Empirical results highlight substantial improvements in learning efficiency, stable horizon contraction, value function order consistency, trajectory stitching, and robust performance in the presence of sparse or stochastic reward structures.

6. Planning, Test-Time Algorithms, and Limitations

The structure encoded by goal-conditioned value functions provides actionable metrics for test-time planning:

• Test-Time Graph Search (TTGS): Building a state graph with weights defined by value-derived distances and performing Dijkstra’s search produces subgoal sequences that enable trajectory stitching, significantly boosting performance of frozen policies on long-horizon and sparse-reward tasks (Opryshko et al., 8 Oct 2025).
• Correction of Value Artifacts: Combining model-based planning over the learned value landscape with graph-based value aggregation addresses both local estimation artifacts (“$\mathcal{T}$-local optima”) and global propagation errors, yielding robust zero-shot goal-reaching behavior (Bagatella et al., 2023).

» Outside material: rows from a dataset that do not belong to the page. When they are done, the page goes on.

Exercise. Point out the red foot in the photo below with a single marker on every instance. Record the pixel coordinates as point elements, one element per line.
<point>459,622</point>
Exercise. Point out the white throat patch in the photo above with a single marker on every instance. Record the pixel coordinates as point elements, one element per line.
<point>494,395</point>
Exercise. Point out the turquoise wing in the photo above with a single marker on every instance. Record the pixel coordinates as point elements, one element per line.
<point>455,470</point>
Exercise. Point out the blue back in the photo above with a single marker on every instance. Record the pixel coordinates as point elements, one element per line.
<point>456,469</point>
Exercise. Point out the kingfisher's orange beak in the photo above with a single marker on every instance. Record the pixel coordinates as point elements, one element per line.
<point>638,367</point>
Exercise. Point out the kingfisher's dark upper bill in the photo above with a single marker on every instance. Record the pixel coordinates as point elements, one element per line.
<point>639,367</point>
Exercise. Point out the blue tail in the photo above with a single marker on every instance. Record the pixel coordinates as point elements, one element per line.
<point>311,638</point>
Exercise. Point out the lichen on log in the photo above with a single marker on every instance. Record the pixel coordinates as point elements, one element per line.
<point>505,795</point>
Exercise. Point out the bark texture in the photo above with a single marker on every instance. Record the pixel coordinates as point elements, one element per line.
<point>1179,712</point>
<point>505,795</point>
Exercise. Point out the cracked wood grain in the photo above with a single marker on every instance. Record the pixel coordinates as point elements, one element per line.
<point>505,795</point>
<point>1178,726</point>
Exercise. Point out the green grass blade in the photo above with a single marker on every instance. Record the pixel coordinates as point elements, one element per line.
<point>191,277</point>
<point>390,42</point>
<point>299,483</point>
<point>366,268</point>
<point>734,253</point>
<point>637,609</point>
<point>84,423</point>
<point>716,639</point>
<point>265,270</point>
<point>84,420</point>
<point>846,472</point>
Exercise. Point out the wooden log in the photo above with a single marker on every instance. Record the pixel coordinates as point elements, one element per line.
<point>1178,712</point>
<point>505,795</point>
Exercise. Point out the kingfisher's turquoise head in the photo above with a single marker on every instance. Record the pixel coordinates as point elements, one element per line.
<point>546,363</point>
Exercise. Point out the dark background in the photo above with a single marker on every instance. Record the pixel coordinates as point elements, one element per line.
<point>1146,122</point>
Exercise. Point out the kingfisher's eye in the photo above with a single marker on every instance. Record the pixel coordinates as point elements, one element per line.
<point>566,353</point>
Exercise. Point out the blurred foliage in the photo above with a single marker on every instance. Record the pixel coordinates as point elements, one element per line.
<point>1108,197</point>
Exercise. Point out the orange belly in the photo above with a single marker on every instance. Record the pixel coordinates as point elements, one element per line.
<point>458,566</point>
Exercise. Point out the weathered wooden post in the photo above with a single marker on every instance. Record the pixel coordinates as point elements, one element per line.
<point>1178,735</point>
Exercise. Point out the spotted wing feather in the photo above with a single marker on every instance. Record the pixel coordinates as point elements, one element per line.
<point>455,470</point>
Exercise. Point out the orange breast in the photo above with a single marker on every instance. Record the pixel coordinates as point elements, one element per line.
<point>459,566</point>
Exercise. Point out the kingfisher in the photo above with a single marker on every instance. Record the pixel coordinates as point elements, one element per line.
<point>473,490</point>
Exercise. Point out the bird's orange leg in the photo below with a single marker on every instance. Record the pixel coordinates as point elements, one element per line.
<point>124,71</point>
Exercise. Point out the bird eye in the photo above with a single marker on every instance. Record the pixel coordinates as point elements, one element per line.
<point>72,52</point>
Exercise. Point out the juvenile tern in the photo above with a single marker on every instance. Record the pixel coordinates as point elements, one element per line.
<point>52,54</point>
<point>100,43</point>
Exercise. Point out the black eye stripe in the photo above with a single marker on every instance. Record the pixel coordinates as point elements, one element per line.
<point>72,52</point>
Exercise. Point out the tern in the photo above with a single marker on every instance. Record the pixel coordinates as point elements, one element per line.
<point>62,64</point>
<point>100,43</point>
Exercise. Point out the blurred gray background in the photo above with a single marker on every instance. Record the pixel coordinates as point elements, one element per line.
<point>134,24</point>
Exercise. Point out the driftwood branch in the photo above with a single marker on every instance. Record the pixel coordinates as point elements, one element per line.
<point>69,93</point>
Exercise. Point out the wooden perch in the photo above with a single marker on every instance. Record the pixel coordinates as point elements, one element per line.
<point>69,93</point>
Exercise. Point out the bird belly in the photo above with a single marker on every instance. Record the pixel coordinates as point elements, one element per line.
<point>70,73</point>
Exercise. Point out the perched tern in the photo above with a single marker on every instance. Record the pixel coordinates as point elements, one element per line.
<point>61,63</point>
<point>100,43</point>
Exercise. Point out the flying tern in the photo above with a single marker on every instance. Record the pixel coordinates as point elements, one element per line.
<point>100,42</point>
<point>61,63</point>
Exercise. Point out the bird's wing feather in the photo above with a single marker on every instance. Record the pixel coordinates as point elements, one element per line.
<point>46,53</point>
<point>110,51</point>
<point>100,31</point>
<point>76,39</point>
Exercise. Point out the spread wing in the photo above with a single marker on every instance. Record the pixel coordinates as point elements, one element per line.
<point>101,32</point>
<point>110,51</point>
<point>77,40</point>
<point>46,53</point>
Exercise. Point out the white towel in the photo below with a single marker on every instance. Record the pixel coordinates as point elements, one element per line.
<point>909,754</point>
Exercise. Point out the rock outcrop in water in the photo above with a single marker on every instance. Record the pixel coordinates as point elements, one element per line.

A notable limitation is the accumulation of estimation errors over long horizons, which can lead to unreliable subgoal selection or local optima in value estimation. Regularization techniques, horizon contraction (option/TEMPABSTRACTION), and planning using subgoal graphs or model-predictive rollouts are necessary mitigations.

7. Outlook and Future Directions

Goal-conditioned value function research is actively progressing across several axes:

• Integration with large-scale unsupervised data and offline RL for scalable skill reuse.
• Merging RL value functions with model-predictive and symbolic planning frameworks in hybrid closed-loop systems.
• Advancements in geometric and structural regularization to encode environmental priors (e.g., via PDEs or spectral methods).
• Extension to high-dimensional, perceptual, or multi-modal goal spaces using contrastive, metric, and density-based objectives.
• Generalization to reasoning, language, and multi-agent settings via value critics over abstract state/goal representations.

Development in curriculum design, action-free data support, and robust multi-goal learning will further enhance the applicability of goal-conditioned value functions to diverse RL and decision-making problems. The confluence of geometric, hierarchical, and physics-informed perspectives provides numerous fruitful directions for future research.